Pendragon - UK Supreme Court finds that a scheme, which exploited a VAT rule intended to avoid double-taxation so as to avoid a single level of tax, was abusive

The Pendragon Group used a scheme, which KPMG had designed to exploit a special VAT "margin" rule applicable to sales of second-hand goods, so that VAT was only applicable to its profit margin over the cars’ cost when it resold demonstrator cars, rather than on the full sale price.

Halifax plc v CEC, [2006] EUECJ C-255/02 had established that under the VAT abuse-of-law doctrine, an abuse can be found if "the transactions concerned, notwithstanding formal application of the [detailed provisions]…result in the accrual of a tax advantage the grant of which would be contrary to the purpose of those provisions," and it is "apparent from a number of objective factors that the essential aim of the transactions concerned is to obtain a tax advantage."
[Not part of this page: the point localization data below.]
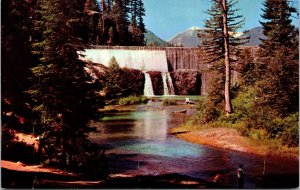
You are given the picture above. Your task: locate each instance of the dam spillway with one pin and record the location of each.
(141, 60)
(162, 59)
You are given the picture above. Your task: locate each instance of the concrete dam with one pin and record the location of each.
(170, 61)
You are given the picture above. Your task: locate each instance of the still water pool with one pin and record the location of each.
(138, 143)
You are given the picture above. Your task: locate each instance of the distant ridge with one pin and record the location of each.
(189, 38)
(152, 39)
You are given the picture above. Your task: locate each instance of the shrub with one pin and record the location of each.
(132, 100)
(168, 102)
(207, 111)
(122, 82)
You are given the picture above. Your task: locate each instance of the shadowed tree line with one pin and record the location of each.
(46, 89)
(264, 104)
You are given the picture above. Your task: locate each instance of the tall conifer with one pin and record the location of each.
(278, 61)
(63, 93)
(219, 41)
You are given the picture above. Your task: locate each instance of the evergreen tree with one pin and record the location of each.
(140, 13)
(277, 65)
(16, 61)
(120, 19)
(277, 25)
(218, 40)
(92, 19)
(62, 92)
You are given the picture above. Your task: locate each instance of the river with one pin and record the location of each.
(138, 143)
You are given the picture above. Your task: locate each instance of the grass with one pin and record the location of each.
(253, 140)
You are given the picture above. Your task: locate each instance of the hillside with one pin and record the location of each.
(152, 39)
(189, 38)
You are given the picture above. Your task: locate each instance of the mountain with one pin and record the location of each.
(189, 38)
(255, 36)
(152, 39)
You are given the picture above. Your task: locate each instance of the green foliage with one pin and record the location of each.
(213, 38)
(64, 95)
(132, 100)
(207, 111)
(169, 102)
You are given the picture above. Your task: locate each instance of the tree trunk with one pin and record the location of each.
(228, 108)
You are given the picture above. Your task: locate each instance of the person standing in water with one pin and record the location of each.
(240, 176)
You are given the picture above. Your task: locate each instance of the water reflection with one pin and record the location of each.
(143, 135)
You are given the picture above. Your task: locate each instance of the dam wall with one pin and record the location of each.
(162, 59)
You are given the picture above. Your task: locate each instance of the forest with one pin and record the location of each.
(48, 93)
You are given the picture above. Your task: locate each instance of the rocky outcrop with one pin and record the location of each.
(186, 82)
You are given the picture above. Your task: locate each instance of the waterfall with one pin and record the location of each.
(168, 84)
(166, 89)
(148, 88)
(144, 60)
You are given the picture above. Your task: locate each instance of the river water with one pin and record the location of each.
(138, 143)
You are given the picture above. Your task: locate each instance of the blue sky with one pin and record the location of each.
(167, 18)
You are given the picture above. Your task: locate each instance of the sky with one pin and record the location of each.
(166, 18)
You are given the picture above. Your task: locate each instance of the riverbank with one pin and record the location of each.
(229, 138)
(20, 175)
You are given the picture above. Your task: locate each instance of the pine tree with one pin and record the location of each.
(120, 18)
(63, 94)
(16, 61)
(92, 19)
(277, 65)
(218, 40)
(140, 13)
(277, 25)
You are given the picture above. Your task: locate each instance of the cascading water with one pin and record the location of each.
(166, 89)
(168, 84)
(144, 60)
(148, 88)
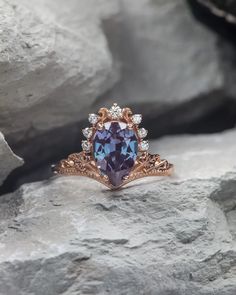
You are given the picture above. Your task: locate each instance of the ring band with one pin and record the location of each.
(114, 152)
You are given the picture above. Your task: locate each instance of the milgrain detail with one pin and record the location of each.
(84, 163)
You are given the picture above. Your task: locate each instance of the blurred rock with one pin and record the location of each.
(158, 236)
(9, 161)
(170, 64)
(54, 63)
(225, 9)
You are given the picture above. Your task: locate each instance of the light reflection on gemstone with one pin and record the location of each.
(115, 150)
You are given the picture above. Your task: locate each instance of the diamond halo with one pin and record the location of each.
(114, 152)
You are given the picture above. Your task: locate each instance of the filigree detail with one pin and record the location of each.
(83, 163)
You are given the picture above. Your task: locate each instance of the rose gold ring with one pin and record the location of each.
(114, 152)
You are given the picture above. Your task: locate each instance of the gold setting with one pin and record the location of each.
(84, 164)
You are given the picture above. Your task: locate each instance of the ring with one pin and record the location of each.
(114, 152)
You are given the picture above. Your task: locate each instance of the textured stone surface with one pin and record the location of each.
(171, 63)
(175, 235)
(54, 63)
(58, 58)
(8, 160)
(226, 9)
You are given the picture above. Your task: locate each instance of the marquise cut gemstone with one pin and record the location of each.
(115, 149)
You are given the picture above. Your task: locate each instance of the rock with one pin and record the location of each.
(70, 235)
(9, 161)
(54, 63)
(171, 64)
(225, 9)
After noting that the VAT "broad principle is that tax on the ultimate value of the product is levied only once," Lord Sumption found that "the effect of the KPMG scheme was to enable the Pendragon Group to sell demonstrator cars second-hand under the margin scheme in circumstances where VAT had not only been previously charged but fully recovered…[so that a] system designed to prevent double taxation on the consideration for goods has been exploited so as to prevent any taxation on the consideration at all."  The scheme failed.

Given the significance accorded in both Halifax, and across the ocean in Canada Trust, Lipson and Copthorne, to the purpose of the legislative provisions which have allegedly been abused, and the potential persuasiveness of an argument that the scheme of the GST legislation, like that of the VAT, is to impose a single level of tax from lumberjack to bed frame sale, Pendragon potentially may provide support for considering that transactions of Canadian registrants, which are crafted to result in net GST being imposed (at whatever stage) on less than all of the commercially-added value respecting a good or service which ultimately is consumed, are abusive under GAAR.

Neal Armstrong. Summary of HMRC v Pendragon plc, [2015] UKSC 37 under ETA, s. 274(4).